Hold Baggage Screening: Three manufacturers of EDS discuss current technology, look to the future

Sept. 8, 2003


By Jodi Prill, Associate Editor

Hold Baggage Screening

Three manufacturers of EDS discuss current technology, look to the future

As airports continue to research and examine the explosives detection equipment (EDS) that will be necessary to meet Transportation Security Administration requirements for hold baggage screening, equipment manufacturers continue to enhance existing technology as well as explore new avenues. AIRPORT BUSINESS magazine recently spoke with representatives from InVision Technologies, Inc., L-3 Security & Detection Systems, and Smiths Heimann regarding current deployments and future possibilities.

CTX 9000 from InVision Technologies, Inc.

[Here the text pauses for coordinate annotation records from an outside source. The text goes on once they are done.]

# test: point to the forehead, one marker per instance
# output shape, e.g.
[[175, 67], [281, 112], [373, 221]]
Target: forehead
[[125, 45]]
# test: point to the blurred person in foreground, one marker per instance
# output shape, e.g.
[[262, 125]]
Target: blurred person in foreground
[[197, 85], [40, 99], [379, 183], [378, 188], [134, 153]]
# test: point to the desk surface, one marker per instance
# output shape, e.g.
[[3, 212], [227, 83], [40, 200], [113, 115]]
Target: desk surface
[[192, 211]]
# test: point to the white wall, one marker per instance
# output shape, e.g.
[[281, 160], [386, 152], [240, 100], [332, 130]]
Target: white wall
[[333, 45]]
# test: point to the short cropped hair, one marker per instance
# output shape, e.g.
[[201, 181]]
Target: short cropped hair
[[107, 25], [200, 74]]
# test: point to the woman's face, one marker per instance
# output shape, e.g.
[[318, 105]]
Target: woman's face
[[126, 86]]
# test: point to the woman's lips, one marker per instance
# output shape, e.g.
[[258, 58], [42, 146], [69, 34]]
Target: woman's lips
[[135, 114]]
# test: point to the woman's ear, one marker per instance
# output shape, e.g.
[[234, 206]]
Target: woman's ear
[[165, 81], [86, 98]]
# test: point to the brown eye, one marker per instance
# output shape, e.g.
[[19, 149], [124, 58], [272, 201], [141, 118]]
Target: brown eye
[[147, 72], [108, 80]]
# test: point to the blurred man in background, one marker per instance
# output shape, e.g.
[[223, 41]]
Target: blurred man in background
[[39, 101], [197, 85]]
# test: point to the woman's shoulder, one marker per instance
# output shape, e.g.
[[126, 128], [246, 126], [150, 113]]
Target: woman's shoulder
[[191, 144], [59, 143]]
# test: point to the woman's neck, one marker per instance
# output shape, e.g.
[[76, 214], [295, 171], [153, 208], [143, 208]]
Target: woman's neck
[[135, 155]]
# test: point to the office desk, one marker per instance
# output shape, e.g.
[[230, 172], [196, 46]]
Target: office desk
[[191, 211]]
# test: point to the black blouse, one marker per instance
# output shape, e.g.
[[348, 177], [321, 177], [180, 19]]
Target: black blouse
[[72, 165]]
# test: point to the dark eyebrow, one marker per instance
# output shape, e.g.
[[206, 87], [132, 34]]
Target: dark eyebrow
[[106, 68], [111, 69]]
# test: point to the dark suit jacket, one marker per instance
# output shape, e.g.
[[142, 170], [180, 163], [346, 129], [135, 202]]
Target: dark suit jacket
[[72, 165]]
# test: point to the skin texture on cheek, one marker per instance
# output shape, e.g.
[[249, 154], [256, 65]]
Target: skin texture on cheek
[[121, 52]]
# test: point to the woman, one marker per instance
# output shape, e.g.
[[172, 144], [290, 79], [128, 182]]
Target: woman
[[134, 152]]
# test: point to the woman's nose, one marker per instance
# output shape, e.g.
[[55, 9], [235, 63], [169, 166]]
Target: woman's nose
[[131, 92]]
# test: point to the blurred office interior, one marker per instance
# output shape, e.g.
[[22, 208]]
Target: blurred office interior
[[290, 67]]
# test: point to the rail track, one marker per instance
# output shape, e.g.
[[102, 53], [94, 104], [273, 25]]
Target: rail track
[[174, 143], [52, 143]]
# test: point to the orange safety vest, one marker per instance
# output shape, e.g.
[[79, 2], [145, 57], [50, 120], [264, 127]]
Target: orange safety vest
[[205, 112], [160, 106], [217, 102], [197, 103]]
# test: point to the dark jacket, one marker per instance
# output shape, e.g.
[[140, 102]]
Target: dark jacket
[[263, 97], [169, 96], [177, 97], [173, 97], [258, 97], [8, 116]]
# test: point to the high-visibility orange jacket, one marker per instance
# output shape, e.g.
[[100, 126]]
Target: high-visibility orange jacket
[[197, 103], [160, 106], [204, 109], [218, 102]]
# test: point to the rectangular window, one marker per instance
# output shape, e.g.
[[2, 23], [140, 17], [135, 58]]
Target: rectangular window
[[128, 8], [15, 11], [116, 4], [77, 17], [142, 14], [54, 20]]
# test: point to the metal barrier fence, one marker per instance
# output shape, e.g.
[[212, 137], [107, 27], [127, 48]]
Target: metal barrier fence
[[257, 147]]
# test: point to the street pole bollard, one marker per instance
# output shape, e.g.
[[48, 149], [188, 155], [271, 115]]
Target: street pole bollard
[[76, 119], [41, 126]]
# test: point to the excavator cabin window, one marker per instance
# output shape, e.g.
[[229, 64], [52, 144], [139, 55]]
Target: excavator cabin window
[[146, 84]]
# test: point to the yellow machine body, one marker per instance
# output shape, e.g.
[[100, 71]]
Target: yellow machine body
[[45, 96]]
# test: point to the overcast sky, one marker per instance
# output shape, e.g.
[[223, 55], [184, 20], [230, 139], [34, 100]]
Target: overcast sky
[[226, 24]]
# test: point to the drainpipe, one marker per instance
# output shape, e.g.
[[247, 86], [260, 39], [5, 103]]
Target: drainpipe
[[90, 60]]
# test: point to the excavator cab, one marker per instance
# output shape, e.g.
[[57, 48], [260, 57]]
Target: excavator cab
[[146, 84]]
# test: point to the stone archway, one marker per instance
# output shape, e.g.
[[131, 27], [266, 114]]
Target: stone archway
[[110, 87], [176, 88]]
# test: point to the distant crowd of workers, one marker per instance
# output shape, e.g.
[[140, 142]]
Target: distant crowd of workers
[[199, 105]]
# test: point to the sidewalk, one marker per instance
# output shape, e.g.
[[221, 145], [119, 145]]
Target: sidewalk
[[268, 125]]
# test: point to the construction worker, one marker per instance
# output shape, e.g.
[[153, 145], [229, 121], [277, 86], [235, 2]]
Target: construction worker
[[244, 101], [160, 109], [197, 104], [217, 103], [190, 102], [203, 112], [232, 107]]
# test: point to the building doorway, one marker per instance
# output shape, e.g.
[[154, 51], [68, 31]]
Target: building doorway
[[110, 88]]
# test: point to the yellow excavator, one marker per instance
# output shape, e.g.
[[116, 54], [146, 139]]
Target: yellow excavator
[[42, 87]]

InVision is the manufacturer of the TSA-certified CTX machines. David Pillor, senior VP of marketing and sales, explains the CTX 9000 is designed to be integrated into the baggage system. As airports automate the security process and move toward in-line screening, he says many of the CTX 2500s and CTX 5500s, designed as freestanding units, will be replaced by the CTX 9000.

Pillor says the CTX machines scan baggage for explosives by using "CT scan cross sectional images" and can process some 500 bags per hour.

One advancement InVision is exploring is reducing the false-positive rate of the machines. "A false-positive rate is the number of times out of 100 that a machine finds something in a bag that's suspicious, Pillor says. "Our false alarm rate is about 20 percent.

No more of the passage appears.